Los primeros venían directamente de la política y habían saltado de los partidos tradicionales (PJ, UCR, Ucede, y algunos más) al naciente y prometedor macrismo.

Su nombre hace alusión al hotel donde se reunían, vecino a la Legislatura (el Nogaró).

Los otros no venían de los partidos sino de las ONG, el mundo profesional, el voluntariado y la denominación Festilindos se la pusieron (con sorna, claro) sus adversarios internos, en alusión al programa infantil de televisión de los años ochenta.

La cuestión se zanjó, pero no la grieta.

La “vieja política” se quedó con la vicepresidencia de la Legislatura (en manos del muy “experto”, Santiago de Estrada) y la “nueva política” obtuvo la presidencia del bloque para Gabriela Michetti.

Se peleaban por casi todo hasta que Macri llamó a lo que denominó un “retiro espiritual”, una actividad inspirada en los encuentros de ex alumnos del Newman (a los que no falta casi nunca), pero con la metodología propia del mundo empresario.

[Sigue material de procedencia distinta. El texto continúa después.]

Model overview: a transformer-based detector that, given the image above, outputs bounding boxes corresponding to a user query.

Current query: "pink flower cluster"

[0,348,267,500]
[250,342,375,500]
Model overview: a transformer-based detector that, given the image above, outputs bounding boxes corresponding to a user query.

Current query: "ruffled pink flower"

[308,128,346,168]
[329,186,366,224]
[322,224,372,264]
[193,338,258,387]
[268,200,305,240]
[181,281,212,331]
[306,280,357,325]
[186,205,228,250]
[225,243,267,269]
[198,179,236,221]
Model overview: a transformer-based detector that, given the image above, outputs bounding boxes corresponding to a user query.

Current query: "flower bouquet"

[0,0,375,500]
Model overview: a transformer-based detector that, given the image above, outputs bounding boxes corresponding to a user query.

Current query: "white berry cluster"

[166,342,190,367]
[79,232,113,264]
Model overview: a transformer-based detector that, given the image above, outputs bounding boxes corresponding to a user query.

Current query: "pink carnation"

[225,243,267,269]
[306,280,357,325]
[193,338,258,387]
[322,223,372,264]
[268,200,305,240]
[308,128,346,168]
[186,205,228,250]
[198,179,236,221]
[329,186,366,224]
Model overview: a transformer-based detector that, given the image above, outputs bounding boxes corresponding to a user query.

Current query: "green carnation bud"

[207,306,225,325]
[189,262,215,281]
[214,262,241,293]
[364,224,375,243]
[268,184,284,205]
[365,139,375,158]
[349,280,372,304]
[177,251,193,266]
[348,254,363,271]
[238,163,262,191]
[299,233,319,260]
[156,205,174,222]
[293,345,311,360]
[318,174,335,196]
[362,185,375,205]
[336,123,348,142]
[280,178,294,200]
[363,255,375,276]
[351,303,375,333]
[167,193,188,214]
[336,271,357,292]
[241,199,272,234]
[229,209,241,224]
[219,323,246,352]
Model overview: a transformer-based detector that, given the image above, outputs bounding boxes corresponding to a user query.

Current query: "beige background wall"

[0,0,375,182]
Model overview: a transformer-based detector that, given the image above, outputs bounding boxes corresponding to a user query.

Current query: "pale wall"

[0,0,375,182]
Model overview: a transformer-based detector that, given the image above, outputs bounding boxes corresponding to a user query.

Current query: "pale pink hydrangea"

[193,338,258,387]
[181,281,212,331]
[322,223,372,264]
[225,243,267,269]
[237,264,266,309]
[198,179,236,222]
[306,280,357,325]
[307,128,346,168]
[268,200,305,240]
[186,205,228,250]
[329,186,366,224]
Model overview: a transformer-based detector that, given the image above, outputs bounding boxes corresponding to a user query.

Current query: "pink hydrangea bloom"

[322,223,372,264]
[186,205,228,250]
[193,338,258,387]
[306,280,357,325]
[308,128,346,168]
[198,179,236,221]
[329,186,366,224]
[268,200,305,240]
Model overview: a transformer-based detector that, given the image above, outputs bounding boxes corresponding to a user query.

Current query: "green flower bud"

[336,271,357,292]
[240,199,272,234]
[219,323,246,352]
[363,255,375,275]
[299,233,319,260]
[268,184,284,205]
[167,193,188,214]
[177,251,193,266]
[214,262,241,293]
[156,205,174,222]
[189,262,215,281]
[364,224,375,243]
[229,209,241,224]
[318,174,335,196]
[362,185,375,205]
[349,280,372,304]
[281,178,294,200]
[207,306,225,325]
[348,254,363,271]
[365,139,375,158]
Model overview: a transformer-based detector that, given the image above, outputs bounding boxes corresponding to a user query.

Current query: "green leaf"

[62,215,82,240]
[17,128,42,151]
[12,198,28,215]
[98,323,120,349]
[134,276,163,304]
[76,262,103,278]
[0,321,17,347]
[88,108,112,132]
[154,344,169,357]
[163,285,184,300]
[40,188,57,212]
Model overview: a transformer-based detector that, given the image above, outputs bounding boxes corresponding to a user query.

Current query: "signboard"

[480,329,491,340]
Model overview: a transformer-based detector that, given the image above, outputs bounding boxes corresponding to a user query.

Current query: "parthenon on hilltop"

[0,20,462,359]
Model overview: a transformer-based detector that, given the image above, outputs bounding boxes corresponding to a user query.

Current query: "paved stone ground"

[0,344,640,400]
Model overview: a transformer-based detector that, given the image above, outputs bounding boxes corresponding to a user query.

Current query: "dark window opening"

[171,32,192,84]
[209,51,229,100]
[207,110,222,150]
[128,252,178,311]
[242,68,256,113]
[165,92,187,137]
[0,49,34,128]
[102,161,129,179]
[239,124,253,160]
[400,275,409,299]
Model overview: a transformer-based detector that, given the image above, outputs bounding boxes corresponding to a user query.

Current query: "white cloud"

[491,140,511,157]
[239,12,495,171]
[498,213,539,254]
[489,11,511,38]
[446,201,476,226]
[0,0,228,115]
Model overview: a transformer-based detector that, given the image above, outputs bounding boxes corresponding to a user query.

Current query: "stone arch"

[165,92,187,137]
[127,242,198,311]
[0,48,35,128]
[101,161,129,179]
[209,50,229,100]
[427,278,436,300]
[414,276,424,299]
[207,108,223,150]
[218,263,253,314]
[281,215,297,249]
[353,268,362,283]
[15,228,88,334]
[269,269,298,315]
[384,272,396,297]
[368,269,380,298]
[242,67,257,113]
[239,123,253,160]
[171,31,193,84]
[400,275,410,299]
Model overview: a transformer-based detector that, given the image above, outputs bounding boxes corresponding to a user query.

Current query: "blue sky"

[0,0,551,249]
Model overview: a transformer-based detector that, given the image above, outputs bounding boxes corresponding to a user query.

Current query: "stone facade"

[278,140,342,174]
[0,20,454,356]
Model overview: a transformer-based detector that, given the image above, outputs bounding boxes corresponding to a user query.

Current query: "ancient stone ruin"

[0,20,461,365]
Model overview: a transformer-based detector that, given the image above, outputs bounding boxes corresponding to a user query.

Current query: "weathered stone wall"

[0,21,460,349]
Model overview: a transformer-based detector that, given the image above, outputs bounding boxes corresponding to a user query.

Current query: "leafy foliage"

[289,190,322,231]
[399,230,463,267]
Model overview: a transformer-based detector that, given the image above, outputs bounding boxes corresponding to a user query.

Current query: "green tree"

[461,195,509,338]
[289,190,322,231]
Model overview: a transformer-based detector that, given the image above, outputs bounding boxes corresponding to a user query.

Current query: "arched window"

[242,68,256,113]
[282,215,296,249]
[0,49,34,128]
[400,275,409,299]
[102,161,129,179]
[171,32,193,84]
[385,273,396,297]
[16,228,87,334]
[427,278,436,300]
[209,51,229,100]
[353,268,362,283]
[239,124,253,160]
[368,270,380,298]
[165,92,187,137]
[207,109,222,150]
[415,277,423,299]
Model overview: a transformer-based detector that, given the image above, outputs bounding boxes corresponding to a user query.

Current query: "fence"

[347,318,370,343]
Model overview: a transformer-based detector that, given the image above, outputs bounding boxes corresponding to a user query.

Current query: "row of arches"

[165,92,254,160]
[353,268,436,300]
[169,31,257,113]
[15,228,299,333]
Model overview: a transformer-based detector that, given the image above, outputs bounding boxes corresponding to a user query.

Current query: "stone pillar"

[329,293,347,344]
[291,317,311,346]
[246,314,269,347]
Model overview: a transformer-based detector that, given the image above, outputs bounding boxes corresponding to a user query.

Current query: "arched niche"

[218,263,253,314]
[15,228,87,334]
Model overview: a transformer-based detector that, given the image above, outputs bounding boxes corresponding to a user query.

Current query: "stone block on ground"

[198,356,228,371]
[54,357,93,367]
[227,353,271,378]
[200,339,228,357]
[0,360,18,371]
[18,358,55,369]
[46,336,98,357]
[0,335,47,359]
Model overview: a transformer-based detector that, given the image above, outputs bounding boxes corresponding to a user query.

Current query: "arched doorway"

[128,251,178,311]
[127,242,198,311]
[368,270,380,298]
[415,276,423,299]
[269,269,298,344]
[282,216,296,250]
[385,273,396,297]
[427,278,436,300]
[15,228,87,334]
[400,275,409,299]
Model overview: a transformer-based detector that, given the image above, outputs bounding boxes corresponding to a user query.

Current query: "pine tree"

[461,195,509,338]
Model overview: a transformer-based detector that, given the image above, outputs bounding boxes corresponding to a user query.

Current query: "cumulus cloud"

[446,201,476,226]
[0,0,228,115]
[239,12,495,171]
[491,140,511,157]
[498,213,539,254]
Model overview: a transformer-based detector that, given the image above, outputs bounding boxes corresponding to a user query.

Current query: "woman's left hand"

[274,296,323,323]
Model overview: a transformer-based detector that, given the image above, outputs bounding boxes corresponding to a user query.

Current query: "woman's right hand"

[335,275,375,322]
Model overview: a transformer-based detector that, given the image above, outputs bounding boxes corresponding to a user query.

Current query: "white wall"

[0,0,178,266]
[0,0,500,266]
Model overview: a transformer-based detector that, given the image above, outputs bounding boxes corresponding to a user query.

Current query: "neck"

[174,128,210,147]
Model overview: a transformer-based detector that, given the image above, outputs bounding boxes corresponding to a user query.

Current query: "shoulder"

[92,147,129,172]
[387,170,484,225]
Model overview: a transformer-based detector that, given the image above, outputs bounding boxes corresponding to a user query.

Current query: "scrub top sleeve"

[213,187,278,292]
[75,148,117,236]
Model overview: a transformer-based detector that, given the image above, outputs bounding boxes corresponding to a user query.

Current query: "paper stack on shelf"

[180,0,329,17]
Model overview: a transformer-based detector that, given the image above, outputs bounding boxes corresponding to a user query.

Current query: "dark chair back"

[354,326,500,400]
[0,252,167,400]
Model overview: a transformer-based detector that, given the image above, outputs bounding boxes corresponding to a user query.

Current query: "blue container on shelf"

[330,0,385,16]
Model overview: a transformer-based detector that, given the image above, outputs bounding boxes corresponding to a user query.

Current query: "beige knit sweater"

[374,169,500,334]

Es decir laico, no religioso.

Hoy todavía convoca a esos “retiros” en momentos claves, el último antes de asumir esta presidencia.

La cosa allí se zanjó cuando Mauricio se puso más firme de que costumbre (“El que se va agarra sus cosas y no vuelve más”), pero la grieta quedó y se formaron dos subloques: Compromiso para el Cambio (presidido por Michetti) y Juntos por Buenos Aires (a cargo de Jorge Mercado).

A esta grieta entre nueva y vieja política, se le suma ahora una segunda: entre militantes PRO de la primera hora (Nogaró, Festilindos y posteriores) versus los técnicos, empresarios y CEOS convocados masivamente (por el mismo Macri) a funciones en los distintos gobiernos PRO (porteño, provincial y nacional).

Por ahora esto es menos explosivo, porque hay para todos y hasta sobran cargos interesantes (al revés que si hubiese ganado el peronismo!), pero la tensión está.

Los “políticos” los miran con cierto recelo y los CEO un poco por arriba del hombro.

Es evidente que Macri se apoya más en ellos porque ha privilegiado la economía por sobre la política, pero lo otros están atentos y preocupados.

Saben que algunas cosas de estos “técnicos” son cada vez más impopulares, pero esperan que a ver qué dice Macri.

A su vez los CEOS, cuando observan los estropicios en que incurren los políticos, se agarran la cabeza.

Por casos: la renuncia de Patricia Bullrich no fue aceptada –después del papelón en materia de Seguridad- pero pegó en el poste, para decirlo en lenguaje futbolero.

Así como los desaguisados de la Festilindo Michetti con los empleados del Senado de la Nación, que no pasó desapercibido en ningún campamento PRO.

Por ahora hay espaldas anchas, protección mediática, suficiente bronca ciudadana contra la demonizada “Cámpora”, una oposición algo vacilante, verano y sol radiante.

Pero marzo y sus Idus son todo un desafío.